Some of the typologies I’ve drawn on—wine descriptions, East Village clubs and bars, medieval war machines—are terms that are possibly obscure. Therefore I’ve written some paragraphs that might give a hint as to what these names, classifications, typographies and categories refer to; these explanations will either illuminate my intentions or simply annoy.

Lawrence Weschler, in his recent book Everything That Rises: A Book of Convergences begins to ask where these connections come from. He asks if the similarities in the branching structures of neurons, trees and genealogies mean that we have a predisposition towards making things fit these structures. Do we see that which we are? Is that both the limit and form of our perception? Do we rule out other ways of mapping and organizing as a result? And if this is true, how does a structural pattern evolve to become a way of seeing and thinking?

I think these connections go even further.
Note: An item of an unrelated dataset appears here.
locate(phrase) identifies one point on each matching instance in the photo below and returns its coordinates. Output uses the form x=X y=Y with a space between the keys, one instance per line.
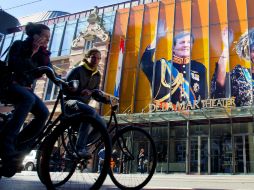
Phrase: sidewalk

I see recent news photos that (unintentionally?) mimic Caravaggios, others that look exactly like images from Star Wars, the body attitudes of the Loas of Vodou or of classical Greek sculpture. Postures, poses and perspectives keep recurring over and over. As if Jung’s archetypes—characters, relationships and stories imbedded in our thoughts—unconsciously urge us not only to psychologically label situations and relationships, but also to gravitate towards certain images and specific angles in our image choices. The picture editor in our heads. I don’t think every photojournalist, for example, has a childhood memory of classical art that they once saw on a school trip that they use as an unconscious reference, though some might. I think rather the journalists and the classical artists are more likely drawing on the same deep internal sources. Here indeed is intelligent design.

By that I don’t mean a far-off divine intelligence; I mean that the mental structures themselves, the trees and branches that predispose us to see things in certain ways, evolved over millions of years, are self-replicating and “intelligent.”

So, here I am pencil in hand, poking around in the dark—wait, is it a pencil or a flashlight? …that’s it! The pencil is a flashlight, and it roughly illuminates a tiny part of the above “intelligence.” Maybe just enough to get it all wrong, but the puzzle pieces are us—we can recognize familiar pieces of ourselves, and so they are scary, fascinating and lovable.